Preliminary design work was done by local outfit WestWordVision, which already had worked with the town on its heritage project, said company owner Paula Schaper.
That work culminated in a 32-page color brochure about Marana's roots. The packet was distributed in June at a ceremony honoring town matriarch Ora Mae Harn.
Through that work, Schaper said, "we felt like we had come to know who they (Maranans) were on a deeper level."
The company was asked to design the new look for the website. That work cost $10,390, Campbell said.
When Schaper looks at the current site design, she said she sees limits.
"The current one does not reflect the vastness and openness and what I think is the progressive nature of Marana," she said.

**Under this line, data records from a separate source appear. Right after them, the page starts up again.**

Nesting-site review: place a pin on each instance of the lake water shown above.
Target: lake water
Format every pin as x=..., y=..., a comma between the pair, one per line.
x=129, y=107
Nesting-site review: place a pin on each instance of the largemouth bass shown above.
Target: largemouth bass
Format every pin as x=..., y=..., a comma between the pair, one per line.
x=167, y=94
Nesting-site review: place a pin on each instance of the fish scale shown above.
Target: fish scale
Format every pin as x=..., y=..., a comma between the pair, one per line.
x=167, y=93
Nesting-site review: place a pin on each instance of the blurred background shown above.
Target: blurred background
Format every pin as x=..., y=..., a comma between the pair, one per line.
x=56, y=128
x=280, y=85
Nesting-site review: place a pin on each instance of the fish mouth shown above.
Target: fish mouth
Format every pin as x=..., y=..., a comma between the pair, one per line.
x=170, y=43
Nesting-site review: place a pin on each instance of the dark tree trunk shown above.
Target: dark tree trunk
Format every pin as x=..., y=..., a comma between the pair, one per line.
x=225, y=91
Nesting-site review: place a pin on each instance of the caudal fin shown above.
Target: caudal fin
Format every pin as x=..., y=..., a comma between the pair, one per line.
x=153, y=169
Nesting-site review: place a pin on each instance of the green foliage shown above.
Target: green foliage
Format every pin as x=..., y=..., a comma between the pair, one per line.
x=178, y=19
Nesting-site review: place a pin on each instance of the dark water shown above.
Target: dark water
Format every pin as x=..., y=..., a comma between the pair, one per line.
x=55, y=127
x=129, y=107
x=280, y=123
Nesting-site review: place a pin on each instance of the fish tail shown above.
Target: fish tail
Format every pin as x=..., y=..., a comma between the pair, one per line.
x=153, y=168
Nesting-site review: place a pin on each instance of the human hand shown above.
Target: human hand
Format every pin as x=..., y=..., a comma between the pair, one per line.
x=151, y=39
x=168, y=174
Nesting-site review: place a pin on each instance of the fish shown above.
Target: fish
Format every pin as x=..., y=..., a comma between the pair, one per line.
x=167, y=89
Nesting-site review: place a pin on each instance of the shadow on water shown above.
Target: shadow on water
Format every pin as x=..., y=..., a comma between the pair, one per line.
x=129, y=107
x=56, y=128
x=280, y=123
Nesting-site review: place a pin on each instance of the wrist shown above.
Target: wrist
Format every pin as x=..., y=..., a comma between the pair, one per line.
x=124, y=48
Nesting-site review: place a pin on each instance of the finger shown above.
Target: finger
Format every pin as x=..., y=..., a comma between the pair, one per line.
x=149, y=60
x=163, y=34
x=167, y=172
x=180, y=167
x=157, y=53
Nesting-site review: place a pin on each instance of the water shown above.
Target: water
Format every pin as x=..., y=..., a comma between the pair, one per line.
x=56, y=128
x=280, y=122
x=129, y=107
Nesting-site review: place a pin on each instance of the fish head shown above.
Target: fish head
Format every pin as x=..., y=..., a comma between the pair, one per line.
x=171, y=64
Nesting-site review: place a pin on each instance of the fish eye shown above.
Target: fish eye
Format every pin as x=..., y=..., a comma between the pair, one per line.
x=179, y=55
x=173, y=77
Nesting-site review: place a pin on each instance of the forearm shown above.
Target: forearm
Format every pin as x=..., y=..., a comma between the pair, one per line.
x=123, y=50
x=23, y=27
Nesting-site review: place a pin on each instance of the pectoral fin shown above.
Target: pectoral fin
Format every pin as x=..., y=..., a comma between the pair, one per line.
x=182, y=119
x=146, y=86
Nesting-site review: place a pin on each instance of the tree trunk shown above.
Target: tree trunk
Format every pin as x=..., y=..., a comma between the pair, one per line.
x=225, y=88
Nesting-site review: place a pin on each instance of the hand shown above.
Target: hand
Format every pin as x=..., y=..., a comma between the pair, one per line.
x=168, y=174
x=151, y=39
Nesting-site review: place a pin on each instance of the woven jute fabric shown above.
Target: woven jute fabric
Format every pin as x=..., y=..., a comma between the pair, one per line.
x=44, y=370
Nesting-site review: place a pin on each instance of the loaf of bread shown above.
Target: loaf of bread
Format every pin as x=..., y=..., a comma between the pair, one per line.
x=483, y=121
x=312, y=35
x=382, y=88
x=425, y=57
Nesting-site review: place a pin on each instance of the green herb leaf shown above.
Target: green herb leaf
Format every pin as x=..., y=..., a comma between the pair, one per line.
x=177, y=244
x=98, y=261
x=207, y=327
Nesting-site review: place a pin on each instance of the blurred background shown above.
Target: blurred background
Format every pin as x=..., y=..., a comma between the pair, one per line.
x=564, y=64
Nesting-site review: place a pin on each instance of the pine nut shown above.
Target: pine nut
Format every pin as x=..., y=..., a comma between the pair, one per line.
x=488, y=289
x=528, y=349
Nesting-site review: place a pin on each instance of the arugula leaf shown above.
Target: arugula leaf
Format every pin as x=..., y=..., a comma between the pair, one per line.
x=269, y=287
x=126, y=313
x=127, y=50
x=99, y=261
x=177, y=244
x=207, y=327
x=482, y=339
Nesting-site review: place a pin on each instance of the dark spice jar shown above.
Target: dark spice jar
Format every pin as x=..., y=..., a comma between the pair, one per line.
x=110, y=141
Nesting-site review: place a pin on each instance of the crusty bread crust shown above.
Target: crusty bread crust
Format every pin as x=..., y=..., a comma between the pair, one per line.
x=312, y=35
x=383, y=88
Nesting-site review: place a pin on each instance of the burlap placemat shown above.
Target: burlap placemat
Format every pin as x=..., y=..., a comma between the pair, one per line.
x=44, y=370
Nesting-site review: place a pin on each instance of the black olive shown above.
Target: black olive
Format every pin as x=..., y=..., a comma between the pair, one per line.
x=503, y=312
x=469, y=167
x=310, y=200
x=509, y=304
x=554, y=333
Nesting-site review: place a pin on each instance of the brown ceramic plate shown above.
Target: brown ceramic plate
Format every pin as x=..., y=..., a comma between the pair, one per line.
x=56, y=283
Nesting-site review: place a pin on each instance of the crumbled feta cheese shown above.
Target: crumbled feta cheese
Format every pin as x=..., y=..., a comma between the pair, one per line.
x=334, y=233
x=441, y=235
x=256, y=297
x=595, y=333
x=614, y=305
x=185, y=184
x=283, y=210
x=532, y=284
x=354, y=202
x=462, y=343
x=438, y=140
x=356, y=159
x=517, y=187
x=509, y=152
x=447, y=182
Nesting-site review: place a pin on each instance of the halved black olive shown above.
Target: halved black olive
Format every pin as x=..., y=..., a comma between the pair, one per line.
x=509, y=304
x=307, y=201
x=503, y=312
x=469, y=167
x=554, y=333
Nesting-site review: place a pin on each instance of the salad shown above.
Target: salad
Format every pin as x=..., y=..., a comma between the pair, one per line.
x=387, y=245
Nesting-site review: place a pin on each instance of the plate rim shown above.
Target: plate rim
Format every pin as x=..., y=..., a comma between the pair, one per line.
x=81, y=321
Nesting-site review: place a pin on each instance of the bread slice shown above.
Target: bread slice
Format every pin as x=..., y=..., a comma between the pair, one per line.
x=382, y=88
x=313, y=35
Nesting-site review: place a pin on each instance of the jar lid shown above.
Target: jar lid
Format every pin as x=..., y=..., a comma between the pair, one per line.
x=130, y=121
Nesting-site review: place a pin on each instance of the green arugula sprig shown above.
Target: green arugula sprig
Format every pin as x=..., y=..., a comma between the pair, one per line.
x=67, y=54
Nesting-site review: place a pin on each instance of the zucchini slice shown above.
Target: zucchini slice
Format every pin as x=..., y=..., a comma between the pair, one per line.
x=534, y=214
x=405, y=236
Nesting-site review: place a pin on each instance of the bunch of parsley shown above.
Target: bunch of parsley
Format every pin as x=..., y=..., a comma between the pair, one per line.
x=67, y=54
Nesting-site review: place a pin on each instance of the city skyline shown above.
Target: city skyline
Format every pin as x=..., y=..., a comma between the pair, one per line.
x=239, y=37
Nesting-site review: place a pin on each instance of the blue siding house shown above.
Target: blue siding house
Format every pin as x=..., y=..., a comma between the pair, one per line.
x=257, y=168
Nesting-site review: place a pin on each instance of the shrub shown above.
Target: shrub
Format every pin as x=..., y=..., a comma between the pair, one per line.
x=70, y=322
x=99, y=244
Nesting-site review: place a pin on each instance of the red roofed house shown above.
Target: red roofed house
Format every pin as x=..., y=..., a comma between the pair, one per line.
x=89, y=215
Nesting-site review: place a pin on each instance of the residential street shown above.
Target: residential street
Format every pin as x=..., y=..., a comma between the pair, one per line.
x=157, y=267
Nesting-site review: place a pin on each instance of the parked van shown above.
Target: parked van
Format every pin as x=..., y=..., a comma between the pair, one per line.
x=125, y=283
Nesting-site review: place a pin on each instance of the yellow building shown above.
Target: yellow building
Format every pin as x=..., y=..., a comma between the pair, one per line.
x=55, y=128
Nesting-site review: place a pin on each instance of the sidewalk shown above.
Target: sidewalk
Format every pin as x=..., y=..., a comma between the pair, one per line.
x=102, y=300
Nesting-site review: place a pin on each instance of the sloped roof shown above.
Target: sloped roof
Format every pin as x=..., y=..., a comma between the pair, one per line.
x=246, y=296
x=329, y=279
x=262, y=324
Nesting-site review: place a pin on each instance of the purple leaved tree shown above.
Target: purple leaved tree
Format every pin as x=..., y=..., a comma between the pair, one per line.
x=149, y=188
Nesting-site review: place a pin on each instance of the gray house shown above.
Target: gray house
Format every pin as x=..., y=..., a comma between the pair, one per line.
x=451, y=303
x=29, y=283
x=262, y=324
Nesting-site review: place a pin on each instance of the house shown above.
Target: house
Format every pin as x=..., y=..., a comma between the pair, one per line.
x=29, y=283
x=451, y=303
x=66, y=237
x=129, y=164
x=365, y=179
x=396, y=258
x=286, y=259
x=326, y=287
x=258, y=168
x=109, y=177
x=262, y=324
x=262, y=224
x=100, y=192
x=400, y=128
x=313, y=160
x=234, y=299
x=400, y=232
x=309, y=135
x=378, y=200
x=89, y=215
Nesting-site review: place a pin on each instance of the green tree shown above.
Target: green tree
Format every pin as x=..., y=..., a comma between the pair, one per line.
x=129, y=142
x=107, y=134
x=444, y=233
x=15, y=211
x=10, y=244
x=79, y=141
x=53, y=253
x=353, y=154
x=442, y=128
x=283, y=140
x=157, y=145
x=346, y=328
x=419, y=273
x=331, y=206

A website should represent, as much as possible, who your company or community is, she said.
The theme for the new design created by WestWordVision is "lenses and layers." The images are meant to show roundedness and depth while being futuristic, sharp and clean.
Rather than outsourcing the programming work, town technical services staffers are building the entire site between their other duties.
Lately, the group also has been performing server room upgrades and software upgrades for the finance department, adding to the website delays, said Barbara Johnson, who as general manager of public services oversees the technical services department.
She guessed the old site - a template package through Civic Plus - had about 200 ready-made pages, where the new one will have about 350 pages, all of which are being coded in-house.
"It just turned out to be an ambitious schedule," Johnson said of previous estimates for the site's completion. After testing last-minute additions the town requested, the site will likely go live in early May but won't launch for the public until a month later, allowing time to work out bugs.
Also adding to the delay was the huge amount of outdated information that had to be culled from the old site so it wouldn't transfer to the new one, she said.
To keep such a pileup from happening again under the new system, each department will be responsible for maintaining its own information, and if site administrators see no activity from a certain department in a long time, the department will get a reminder, Johnson said.
A surprise outcome of the upgrade, she said, was that town departments have collaborated in ways they never did previously, and a lot more of them now understand what the others do.
"A lot of internal time has been spent, and as a result of that there's a lot of people that know each other's business a lot better," she said.
"We're better able to find solutions to problems that way."